On a regional basis, the 13 Democratic Senators from the East had the most-liberal average rating, while the 13 Republicans from the South were the most conservative; the differences between those two groups were the strongest on economic issues. The nine Southern Democrats and the nine Eastern Republicans had average scores that placed them closest to the Senate’s center, especially on foreign-policy issues.
It should be noted that last year the Senate cast fewer votes than usual on divisive social and foreign-policy issues, presumably because of the chamber’s razor-thin margin. In stark contrast to the House, as well as to its own recent past, the Senate agenda included not a single vote on abortion or crime issues. Although between 15 and 20 Senate foreign-policy votes typically are selected for computing National Journal’s ratings, only seven votes in 2001 were suitable. The smallness of that sample accounts for the many tie scores in the results.
In the House, each of the six Republicans with a perfect conservative score in the three issue areas-with the exception of DeLay-has served less than a decade, and all hail either from the South or from west of the Mississippi River. Among House Democrats, eight received a perfect liberal score on every set of issues. They included four Californians, two New Yorkers, and two others from the Northeast.
Two of the House’s most-independent spirits posted significant new marks. The scores of James A. Traficant Jr. of Ohio were the most conservative of any House Democrat. Traficant-who faces a federal corruption trial this month-still calls himself a Democrat, even though his party stripped him of his committee assignments after he voted for J. Dennis Hastert, R-Ill., for Speaker a year ago. (Hall of Texas, who had been rated as the most-conservative House Democrat in recent years of the ratings, and Lucas were the only other Democrats to receive a conservative score in each of the three issue areas.)

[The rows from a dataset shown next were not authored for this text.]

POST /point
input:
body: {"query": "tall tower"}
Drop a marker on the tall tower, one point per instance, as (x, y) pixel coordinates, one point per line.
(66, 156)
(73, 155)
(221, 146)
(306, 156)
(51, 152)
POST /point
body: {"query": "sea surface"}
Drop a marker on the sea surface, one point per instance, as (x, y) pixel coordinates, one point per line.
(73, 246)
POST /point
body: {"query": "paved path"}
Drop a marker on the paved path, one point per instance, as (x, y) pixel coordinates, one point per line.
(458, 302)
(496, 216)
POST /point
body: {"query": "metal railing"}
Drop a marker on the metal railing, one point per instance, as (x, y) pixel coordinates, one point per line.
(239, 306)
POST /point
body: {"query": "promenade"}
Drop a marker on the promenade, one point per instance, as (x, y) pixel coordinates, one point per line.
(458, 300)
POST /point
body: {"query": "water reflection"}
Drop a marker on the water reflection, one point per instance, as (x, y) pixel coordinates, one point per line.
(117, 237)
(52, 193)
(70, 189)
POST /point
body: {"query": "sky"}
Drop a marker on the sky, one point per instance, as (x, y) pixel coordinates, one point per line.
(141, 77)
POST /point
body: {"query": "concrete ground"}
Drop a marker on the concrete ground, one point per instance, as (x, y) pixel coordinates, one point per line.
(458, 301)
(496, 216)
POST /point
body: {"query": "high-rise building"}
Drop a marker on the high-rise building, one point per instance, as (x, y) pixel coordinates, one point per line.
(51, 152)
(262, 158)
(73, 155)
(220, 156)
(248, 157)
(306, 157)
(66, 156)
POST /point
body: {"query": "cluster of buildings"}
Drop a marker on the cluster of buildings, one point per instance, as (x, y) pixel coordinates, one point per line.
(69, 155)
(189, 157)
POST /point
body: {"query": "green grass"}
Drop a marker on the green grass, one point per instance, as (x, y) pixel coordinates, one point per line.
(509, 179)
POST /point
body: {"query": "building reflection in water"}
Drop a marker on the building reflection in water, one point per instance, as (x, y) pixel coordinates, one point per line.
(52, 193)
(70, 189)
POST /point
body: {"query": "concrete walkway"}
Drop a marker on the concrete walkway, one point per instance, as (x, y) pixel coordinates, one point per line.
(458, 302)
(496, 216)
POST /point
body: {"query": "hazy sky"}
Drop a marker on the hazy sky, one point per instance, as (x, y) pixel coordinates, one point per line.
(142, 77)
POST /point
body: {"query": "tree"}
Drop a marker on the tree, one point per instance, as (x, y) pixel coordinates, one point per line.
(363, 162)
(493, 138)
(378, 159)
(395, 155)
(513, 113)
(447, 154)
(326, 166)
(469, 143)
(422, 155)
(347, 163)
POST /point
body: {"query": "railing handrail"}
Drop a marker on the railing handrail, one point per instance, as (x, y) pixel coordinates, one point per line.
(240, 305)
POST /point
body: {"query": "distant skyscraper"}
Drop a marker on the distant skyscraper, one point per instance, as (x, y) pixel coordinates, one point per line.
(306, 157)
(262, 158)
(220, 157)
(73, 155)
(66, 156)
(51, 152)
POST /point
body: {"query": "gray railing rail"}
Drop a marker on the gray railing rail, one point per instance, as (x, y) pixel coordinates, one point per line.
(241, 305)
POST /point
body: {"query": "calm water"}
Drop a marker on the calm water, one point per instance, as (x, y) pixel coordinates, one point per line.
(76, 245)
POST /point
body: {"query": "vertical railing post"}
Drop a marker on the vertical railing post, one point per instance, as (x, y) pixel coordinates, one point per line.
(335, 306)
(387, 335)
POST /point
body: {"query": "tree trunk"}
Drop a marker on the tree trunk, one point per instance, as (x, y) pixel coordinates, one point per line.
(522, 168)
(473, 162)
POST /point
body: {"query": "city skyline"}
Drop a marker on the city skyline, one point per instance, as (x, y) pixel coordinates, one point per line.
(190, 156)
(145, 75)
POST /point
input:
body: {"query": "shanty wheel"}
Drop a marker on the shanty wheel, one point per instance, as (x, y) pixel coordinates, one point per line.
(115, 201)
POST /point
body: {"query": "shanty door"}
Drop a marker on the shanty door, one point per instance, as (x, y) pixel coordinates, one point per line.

Ron Paul of Texas, whose libertarian approach to governing has increasingly made him an iconoclast, trailed only Morella and Leach among the most-liberal House Republicans. The nay-saying Paul repeatedly votes against bills, from defense spending to education reform proposals, that most Republicans view as routine.
At the ideological center of the House was Sue W. Kelly, R-N.Y., whose composite score of precisely 50 meant that there were as many liberals to one side of her in the chamber as there were conservatives to the other side. The other House members closest to the center were Democrats William Lipinski of Illinois and Mike McIntyre of North Carolina, and Republicans Michael N. Castle of Delaware and Benjamin A. Gilman of New York.
Among the 28 House Republican freshmen, five-Todd Akin of Missouri, John Culberson of Texas, Mike Pence of Indiana, and Eric Cantor and Edward Schrock of Virginia-were among the 20 most-conservative members. Mark Kirk of Illinois and Robert Simmons of Connecticut were the most-liberal House GOP freshmen. Among the 13 House Democratic freshmen, Brad Carson of Oklahoma, Jim Matheson of Utah, and Mike Ross of Arkansas were closest to the House’s center. Betty McCollum of Minnesota and Mike Honda and Hilda Solis, both of California, were the most liberal from that group.
In regional terms, the 72 Southern Republicans comprised the House’s most-conservative group, and the 50 Western Democrats were the most liberal. The contrast between their scores was most pronounced on social issues. Toward the center of the House were the 39 Eastern Republicans and the 52 Southern Democrats.